As I understand it, 1 day isn't enough, the ideal time to rest after you've broken down your muscles enough to be effective is 48 hours.
You don't want to inflict a major injury, but you
do want to hurt yourself, somewhat. "No pain, no gain" isn't just a catch phrase; if it isn't hurting, it isn't working. The way strength training works is you overwork your muscles, until micro-tears (tiny injuries) occur throughout the muscle tissue you're exercising. Then you wait for your body to heal itself, and it reinforces the areas that failed to be stronger than they were before, hopefully ensuring that they won't fail again. Then, you start over with breaking them down.
Protein and rest are absolutely critical, you can't skip either of them. Protein is the raw material your muscles are made out of, without enough of it your body can't even heal the damage you're doing, let alone reinforce. Getting enough rest is important for two reasons: One, your body rebuilding itself requires energy, which you might not have enough of if you're blowing it all on doing stuff; two, your muscles are in a weakened state after you break them down, and you don't want your deliberate tiny injuries to compound into one accidental very big one. I've torn a major muscle completely before, and take my word for it, it is not fun, and recovery is no small feat.

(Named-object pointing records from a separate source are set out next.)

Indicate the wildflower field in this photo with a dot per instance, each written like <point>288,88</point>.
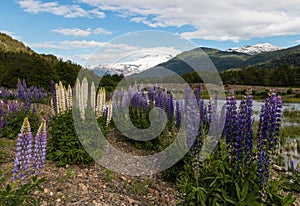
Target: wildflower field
<point>242,166</point>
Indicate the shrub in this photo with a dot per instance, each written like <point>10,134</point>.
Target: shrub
<point>14,123</point>
<point>64,146</point>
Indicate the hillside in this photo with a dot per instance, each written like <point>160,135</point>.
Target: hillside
<point>224,60</point>
<point>19,61</point>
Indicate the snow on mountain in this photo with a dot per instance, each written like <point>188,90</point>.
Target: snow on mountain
<point>137,65</point>
<point>255,49</point>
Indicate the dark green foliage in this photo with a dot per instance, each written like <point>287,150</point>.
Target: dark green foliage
<point>64,146</point>
<point>19,62</point>
<point>13,196</point>
<point>277,76</point>
<point>14,123</point>
<point>215,182</point>
<point>292,182</point>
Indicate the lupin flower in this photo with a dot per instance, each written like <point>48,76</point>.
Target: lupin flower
<point>23,151</point>
<point>263,167</point>
<point>39,152</point>
<point>178,115</point>
<point>53,97</point>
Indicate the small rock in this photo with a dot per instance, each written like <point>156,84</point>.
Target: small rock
<point>130,200</point>
<point>83,188</point>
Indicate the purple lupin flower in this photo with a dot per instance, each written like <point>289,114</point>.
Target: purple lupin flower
<point>268,131</point>
<point>23,151</point>
<point>39,152</point>
<point>263,167</point>
<point>53,96</point>
<point>292,165</point>
<point>178,115</point>
<point>20,89</point>
<point>4,94</point>
<point>248,129</point>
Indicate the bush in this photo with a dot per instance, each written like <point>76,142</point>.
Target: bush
<point>216,182</point>
<point>13,196</point>
<point>15,121</point>
<point>64,146</point>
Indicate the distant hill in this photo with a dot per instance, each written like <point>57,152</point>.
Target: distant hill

Or just find a fat person and ask them what diet they're on.
I'm on the
Eat Anything That Doesn't Eat Me First diet, plus a few supplements, mainly iron to manage a chronic anaemia problem. Beginning this diet is very easy. Go two weeks subsisting on nothing but water and Rolaids, then when you have access to food again, eat like you don't know where your next meal is coming from. Make it a regular habit, as if there is a constant gnawing fear at the back of your mind that another period of starvation may come without warning at any time.
Building muscle when you eat like that is a simple affair. As you gain weight from overeating, refuse to be one of those stereotypical fat people that sits around useless all day until their limbs atrophy, they can't move themselves, and they require a power scooter to get around. Go on about your business as normal, and if you butt up against a physical challenge, don't quit until you overcome it. You will be strength training frequently as a mindless, automatic thing, using your own body weight for resistance.
If you don't gain enough mass that way, then you can start using body building tactics.